La Cassazione Civile sezione 2 con ordinanza numero 1254 del 18 gennaio 2025 ha stabilito che: ” .. quanto alla contestazione del messaggio whatsapp prodotto, si rileva che i messaggi “whatsapp” e gli “sms” conservati nella memoria di un telefono cellulare sono utilizzabili quale prova documentale e, dunque, possono essere legittimamente acquisiti mediante la mera riproduzione fotografica, con la conseguente piena utilizzabilità dei messaggi estrapolati da una “chat” di whatsapp” mediante copia dei relativi “screenshot”, tenuto conto del riscontro della provenienza e attendibilità degli stessi (Cass. Sez. U, Sentenza n. 11197 del 27/04/2023), quando il diretto interessato, cioè colui contro il quale sono utilizzati, ne disconosce la loro conformità all’originale (cfr.
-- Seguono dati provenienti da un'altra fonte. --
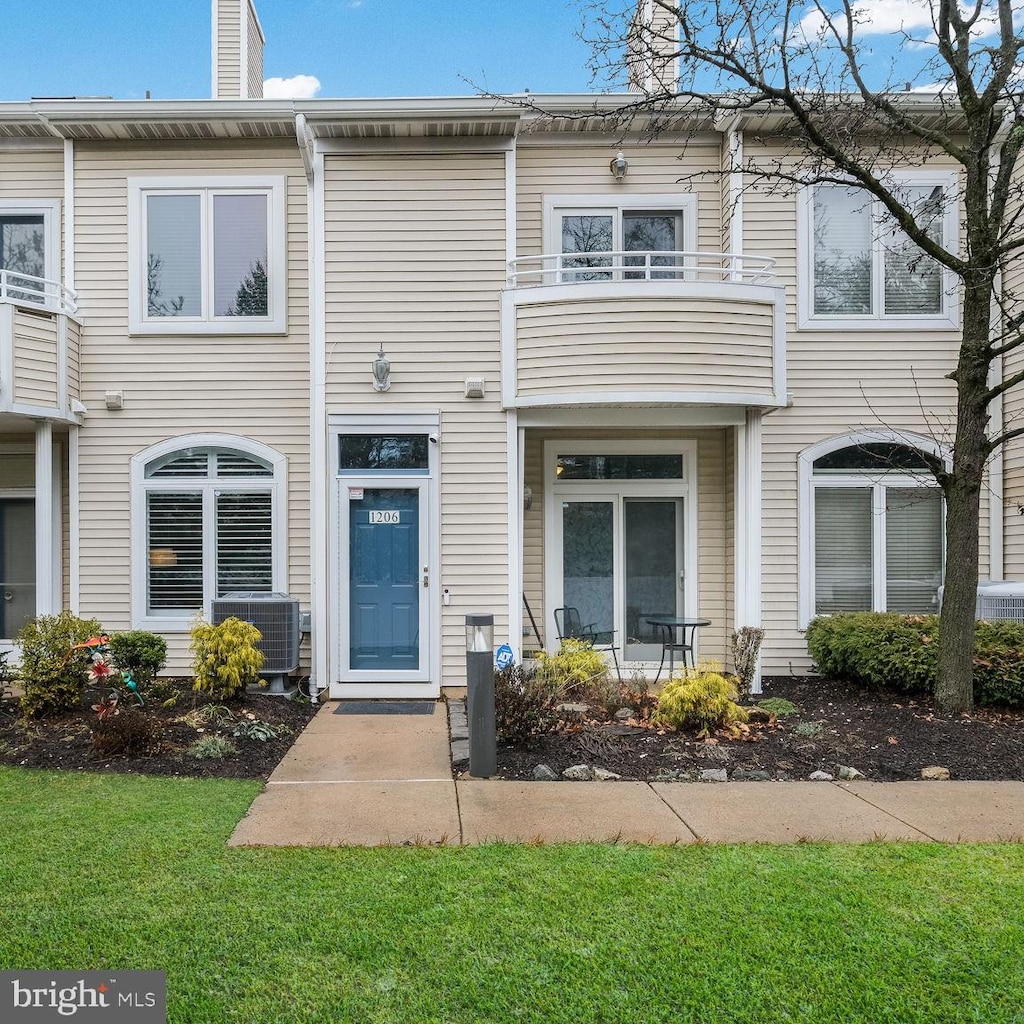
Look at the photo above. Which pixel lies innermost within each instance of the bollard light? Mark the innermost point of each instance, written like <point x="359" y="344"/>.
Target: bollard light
<point x="480" y="695"/>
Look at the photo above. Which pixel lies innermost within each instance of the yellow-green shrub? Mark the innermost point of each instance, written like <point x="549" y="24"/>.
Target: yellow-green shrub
<point x="576" y="669"/>
<point x="226" y="658"/>
<point x="699" y="698"/>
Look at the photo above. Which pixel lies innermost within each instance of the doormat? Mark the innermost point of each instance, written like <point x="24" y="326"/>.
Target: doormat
<point x="386" y="708"/>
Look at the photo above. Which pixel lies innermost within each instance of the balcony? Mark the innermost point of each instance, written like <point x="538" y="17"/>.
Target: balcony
<point x="39" y="348"/>
<point x="643" y="329"/>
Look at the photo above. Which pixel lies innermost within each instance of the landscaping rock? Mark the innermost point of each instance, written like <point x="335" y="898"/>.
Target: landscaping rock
<point x="568" y="708"/>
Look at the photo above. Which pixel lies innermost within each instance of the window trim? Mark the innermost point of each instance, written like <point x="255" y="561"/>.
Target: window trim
<point x="141" y="485"/>
<point x="50" y="210"/>
<point x="808" y="482"/>
<point x="205" y="185"/>
<point x="807" y="320"/>
<point x="555" y="206"/>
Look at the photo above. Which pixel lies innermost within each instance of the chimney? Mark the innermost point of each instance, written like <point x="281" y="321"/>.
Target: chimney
<point x="651" y="46"/>
<point x="238" y="50"/>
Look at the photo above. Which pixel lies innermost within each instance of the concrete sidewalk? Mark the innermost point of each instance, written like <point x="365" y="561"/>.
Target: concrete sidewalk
<point x="386" y="779"/>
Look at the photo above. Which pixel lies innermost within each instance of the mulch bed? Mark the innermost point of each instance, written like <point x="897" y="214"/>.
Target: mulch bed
<point x="66" y="741"/>
<point x="886" y="736"/>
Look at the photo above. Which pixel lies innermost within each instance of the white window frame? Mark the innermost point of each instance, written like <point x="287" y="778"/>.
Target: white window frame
<point x="879" y="321"/>
<point x="50" y="211"/>
<point x="273" y="187"/>
<point x="276" y="485"/>
<point x="879" y="482"/>
<point x="557" y="206"/>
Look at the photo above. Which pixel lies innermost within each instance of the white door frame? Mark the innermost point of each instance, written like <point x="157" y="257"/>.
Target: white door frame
<point x="616" y="492"/>
<point x="426" y="681"/>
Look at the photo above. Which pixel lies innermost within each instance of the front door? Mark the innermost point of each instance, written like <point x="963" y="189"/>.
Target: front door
<point x="17" y="564"/>
<point x="385" y="580"/>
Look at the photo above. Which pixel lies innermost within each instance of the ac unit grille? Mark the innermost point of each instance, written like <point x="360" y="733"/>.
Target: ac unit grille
<point x="276" y="616"/>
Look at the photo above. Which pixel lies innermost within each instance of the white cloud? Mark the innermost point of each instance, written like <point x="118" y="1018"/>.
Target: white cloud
<point x="880" y="17"/>
<point x="297" y="87"/>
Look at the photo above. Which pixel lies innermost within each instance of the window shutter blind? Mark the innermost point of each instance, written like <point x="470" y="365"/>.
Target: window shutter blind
<point x="174" y="524"/>
<point x="842" y="251"/>
<point x="842" y="550"/>
<point x="245" y="524"/>
<point x="913" y="549"/>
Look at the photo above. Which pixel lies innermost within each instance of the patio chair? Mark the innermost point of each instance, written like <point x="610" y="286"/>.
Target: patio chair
<point x="569" y="626"/>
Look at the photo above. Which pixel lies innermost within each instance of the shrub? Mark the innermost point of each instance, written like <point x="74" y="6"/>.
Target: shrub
<point x="699" y="698"/>
<point x="124" y="732"/>
<point x="139" y="653"/>
<point x="53" y="675"/>
<point x="576" y="668"/>
<point x="226" y="658"/>
<point x="524" y="705"/>
<point x="885" y="650"/>
<point x="211" y="749"/>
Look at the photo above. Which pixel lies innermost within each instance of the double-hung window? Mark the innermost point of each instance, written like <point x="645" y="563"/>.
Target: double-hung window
<point x="860" y="270"/>
<point x="210" y="522"/>
<point x="30" y="232"/>
<point x="207" y="256"/>
<point x="608" y="239"/>
<point x="875" y="524"/>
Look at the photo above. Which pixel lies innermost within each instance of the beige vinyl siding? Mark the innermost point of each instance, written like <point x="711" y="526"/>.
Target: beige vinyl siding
<point x="36" y="358"/>
<point x="74" y="347"/>
<point x="255" y="69"/>
<point x="1013" y="416"/>
<point x="839" y="381"/>
<point x="644" y="344"/>
<point x="228" y="49"/>
<point x="415" y="262"/>
<point x="655" y="168"/>
<point x="715" y="500"/>
<point x="253" y="387"/>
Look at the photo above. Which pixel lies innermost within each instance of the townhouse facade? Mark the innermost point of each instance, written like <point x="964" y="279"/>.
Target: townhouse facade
<point x="409" y="359"/>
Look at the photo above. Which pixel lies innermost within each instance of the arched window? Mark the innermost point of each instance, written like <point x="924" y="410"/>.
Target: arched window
<point x="208" y="519"/>
<point x="871" y="525"/>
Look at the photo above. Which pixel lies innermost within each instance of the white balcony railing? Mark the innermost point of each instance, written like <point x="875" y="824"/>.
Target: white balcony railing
<point x="30" y="291"/>
<point x="578" y="268"/>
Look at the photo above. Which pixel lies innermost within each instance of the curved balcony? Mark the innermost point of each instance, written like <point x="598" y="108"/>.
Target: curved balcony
<point x="643" y="328"/>
<point x="39" y="348"/>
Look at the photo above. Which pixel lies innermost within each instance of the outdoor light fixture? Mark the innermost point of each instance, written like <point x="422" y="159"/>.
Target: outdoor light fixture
<point x="382" y="372"/>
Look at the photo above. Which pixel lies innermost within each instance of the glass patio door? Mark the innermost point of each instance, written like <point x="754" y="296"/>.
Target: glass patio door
<point x="17" y="564"/>
<point x="622" y="564"/>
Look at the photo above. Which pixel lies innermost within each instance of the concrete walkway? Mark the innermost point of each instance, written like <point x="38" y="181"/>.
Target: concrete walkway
<point x="386" y="779"/>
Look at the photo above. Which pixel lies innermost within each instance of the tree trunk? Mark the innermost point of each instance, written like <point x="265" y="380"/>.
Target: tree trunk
<point x="954" y="686"/>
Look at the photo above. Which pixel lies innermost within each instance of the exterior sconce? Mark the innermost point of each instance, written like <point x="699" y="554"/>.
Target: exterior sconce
<point x="619" y="166"/>
<point x="382" y="372"/>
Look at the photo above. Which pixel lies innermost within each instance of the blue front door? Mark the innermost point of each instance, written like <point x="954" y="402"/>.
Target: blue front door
<point x="384" y="579"/>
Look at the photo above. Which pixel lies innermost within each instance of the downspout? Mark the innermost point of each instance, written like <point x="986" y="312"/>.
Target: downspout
<point x="312" y="162"/>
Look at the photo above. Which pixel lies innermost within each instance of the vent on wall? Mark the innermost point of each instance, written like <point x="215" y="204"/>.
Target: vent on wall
<point x="276" y="616"/>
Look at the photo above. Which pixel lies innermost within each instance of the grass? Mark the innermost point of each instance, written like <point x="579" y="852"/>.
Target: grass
<point x="126" y="871"/>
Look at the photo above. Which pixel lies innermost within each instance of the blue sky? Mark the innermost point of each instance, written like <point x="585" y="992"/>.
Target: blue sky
<point x="121" y="48"/>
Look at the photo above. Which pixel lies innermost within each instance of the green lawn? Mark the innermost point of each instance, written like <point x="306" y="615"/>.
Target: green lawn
<point x="120" y="871"/>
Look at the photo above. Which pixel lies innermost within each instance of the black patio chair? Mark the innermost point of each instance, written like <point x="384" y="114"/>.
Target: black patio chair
<point x="569" y="626"/>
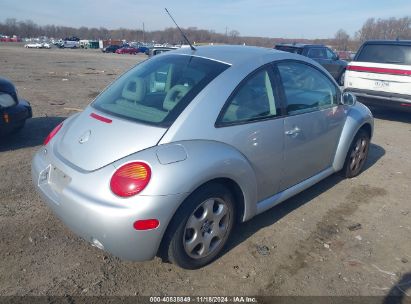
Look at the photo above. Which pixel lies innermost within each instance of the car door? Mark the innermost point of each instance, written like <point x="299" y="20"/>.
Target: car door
<point x="313" y="123"/>
<point x="252" y="122"/>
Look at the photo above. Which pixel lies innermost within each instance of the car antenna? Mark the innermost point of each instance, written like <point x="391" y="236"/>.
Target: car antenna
<point x="182" y="33"/>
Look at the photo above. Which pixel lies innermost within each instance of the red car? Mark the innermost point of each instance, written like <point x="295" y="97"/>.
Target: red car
<point x="127" y="50"/>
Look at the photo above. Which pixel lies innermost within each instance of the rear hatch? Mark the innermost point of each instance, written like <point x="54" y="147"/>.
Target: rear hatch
<point x="381" y="68"/>
<point x="92" y="142"/>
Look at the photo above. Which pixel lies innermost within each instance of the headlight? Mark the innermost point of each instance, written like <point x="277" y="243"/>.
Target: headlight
<point x="6" y="100"/>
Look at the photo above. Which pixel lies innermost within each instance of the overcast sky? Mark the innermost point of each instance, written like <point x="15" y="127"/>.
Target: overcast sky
<point x="264" y="18"/>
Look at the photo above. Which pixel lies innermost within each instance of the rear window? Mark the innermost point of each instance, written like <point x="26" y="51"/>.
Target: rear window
<point x="385" y="53"/>
<point x="289" y="49"/>
<point x="156" y="91"/>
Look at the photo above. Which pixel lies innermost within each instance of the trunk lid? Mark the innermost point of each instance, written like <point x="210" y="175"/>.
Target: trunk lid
<point x="93" y="142"/>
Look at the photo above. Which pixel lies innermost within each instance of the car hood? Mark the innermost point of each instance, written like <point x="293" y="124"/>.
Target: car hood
<point x="91" y="143"/>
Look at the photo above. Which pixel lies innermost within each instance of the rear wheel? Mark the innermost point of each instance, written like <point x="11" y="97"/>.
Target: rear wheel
<point x="201" y="227"/>
<point x="357" y="154"/>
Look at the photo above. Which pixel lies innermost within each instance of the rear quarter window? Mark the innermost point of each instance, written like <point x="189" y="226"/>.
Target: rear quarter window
<point x="156" y="91"/>
<point x="385" y="53"/>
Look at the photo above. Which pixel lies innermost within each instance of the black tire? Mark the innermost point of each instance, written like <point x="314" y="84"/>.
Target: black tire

Cass. civ., Sez. 2a, sent. n. 19622/2024; sent. n. 11584/2024; ord. n.30186/2021).
Seppure non dotati di firma, questi documenti informatici sono dati giuridicamente rilevanti e, pertanto, costituiscono prova dei fatti oggetto del procedimento.
Il disconoscimento (ex art. 2712 c.c.) dovrà essere chiaro e circostanziato ed essere supportato da prove documentali attestanti la mancata corrispondenza tra la realtà fattuale e il documento prodotto, poiché non sono sufficienti le asserzioni generiche contenute nell’atto difensivo, senza produrre le “circostanze idonee“. Le copie fotografiche di scritture (art. 2719 c.c.), sottolinea l’ordinanza della Cassazione, hanno la stessa efficacia di quelle autentiche, quando la loro conformità con l’originale è attestata da un pubblico ufficiale competente ovvero non è espressamente disconosciuta. La semplice trascrizione dei messaggi WhatsApp non è utilizzabile senza la produzione dei supporti informatici contenenti le conversazioni.